GHENT, Belgium, October 23, 2013 /PRNewswire/ --
In a bioinformatics breakthrough, iMinds - STADIUS - KU Leuvenresearchershave successfully applied advanced artificial intelligence to enable the automated analysis of huge amounts of genetic data. Their new software suite, eXtasy, automatically generatesthe most likely cause of a given genetic disorder. The breakthrough directly impacts the treatment of millions of people with a hereditary disease.
At least 5% of the world population suffers from a rare, hereditary disease. Until recently, the origins of these genetic disorders could be correctly identified in only half of all cases. The lack of a conclusive diagnosis prolongs uncertainty for both the patients and their families and marks the beginning of a long search, and expensive, strenuous and even unnecessary treatments.

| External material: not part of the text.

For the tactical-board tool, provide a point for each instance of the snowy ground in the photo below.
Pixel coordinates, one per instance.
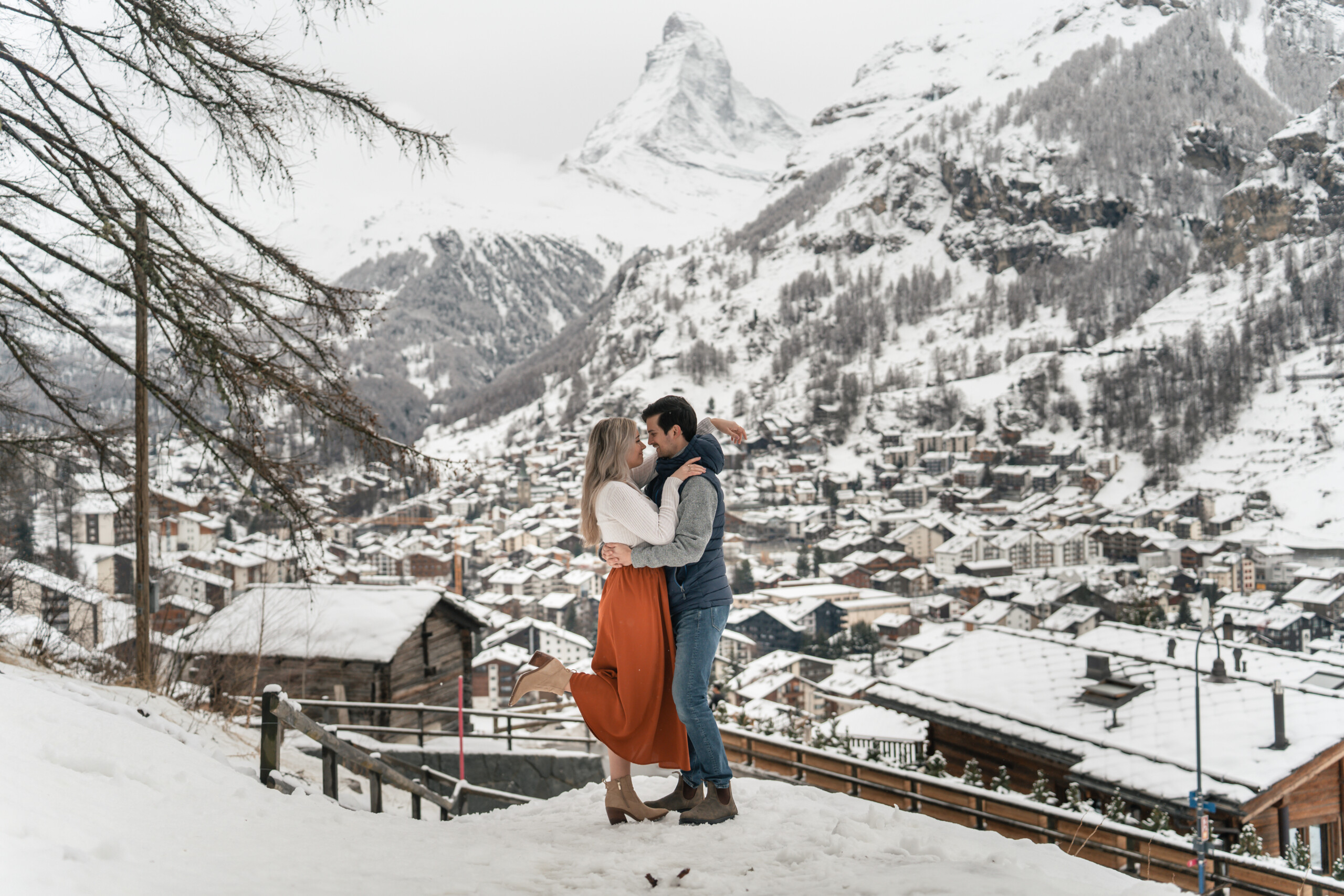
(104, 798)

The introduction of new, cheaper technologies for deciphering the human genome held the promise of a quicker and more accurate diagnosis of hereditary diseases. But this proved challenging -particularly because of the huge amount and complexity of the data to be processed.
The genomes of two healthy individuals show no less than four million differences or mutations. Most of these mutations are harmless, but just one extra, malignant mutation can be enough to cause a genetic anomaly. Existing analytical methods simply do not have the means to reliably and quickly find this needle in the haystack.
The eXtasy software suite developed by iMinds - STADIUS - KU Leuven researchers drastically changes this outlook. The program can trace the origins of genetic disorders twenty times more accurately than existing analytical methods.
"eXtasy uses advanced artificial intelligence to combine whole sets of complex data into a global score that reflects how important a certain mutation is for a certain disease. This data can consist of networks of interacting proteins, but could also include scientific publications or even scores that estimate how harmful a mutation is for the protein in question," explains Prof. Dr. Yves Moreau of iMinds - STADIUS - KU Leuven. "In this way, we can detect disease-causing mutations twenty times more accurately, and provide patients and their families with a much faster and more conclusive diagnosis. We hope this can considerably improve and accelerate the treatment of millions of patients."
"Searching for disease-causing mutations in a patient's genome is really like searching for one specific needle in an enormous pile of needles. eXtasy allows us to formulate more accurate diagnoses, which in turn forms the basis of customized treatments," says Prof. Dr. Joris Vermeesch, who heads the Laboratory for Cytogenetics and Genome Research at KU Leuven.
"Practical applications of genome sequencing technology are possible only if variations can be interpreted accurately. eXtasy is a step in the right direction," adds Prof. Dr. Koen Devriendt, Head of the Department of Human Genetics at the University Hospital of Leuven.
- This research was published in a recent edition of Nature Methods: http://www.nature.com/nmeth/journal/vaop/ncurrent/full/nmeth.2656.html
- For more information on this subject, you can also attend TEDx Brussels (28 October) where Prof. Dr. Yves Moreau will deliver a talk entitled "Mining a Million Genomes".
- The eXtasy research project leverages the expertise of the SymBioSys consortium, which fosters interdisciplinary collaboration between computational scientists and molecular biologists.
iMinds is an independent research institute, founded by the Flemish government in 2004, to stimulate digital innovation. iMinds conducts both strategic and applied research, bringing together new technologies, societal challenges and questions from the business world in interdisciplinary research projects. Next to its 800+ top researchers at the Flemish universities (KU Leuven in this specific case), iMinds involves companies, research partners, governments and other non-profit organizations. In addition, iMinds guides starting entrepreneurs and companies in the realization of innovative, digital ideas.
Within iMinds' 'Future Health' department, ESAT-STADIUS (the Department of Electrical Engineering - STADIUS Center of Dynamical Systems, Signal Processing and Data Analytics) focuses on application domains such as industrial automation, digital communications, the processing of biomedical signals and bioinformatics.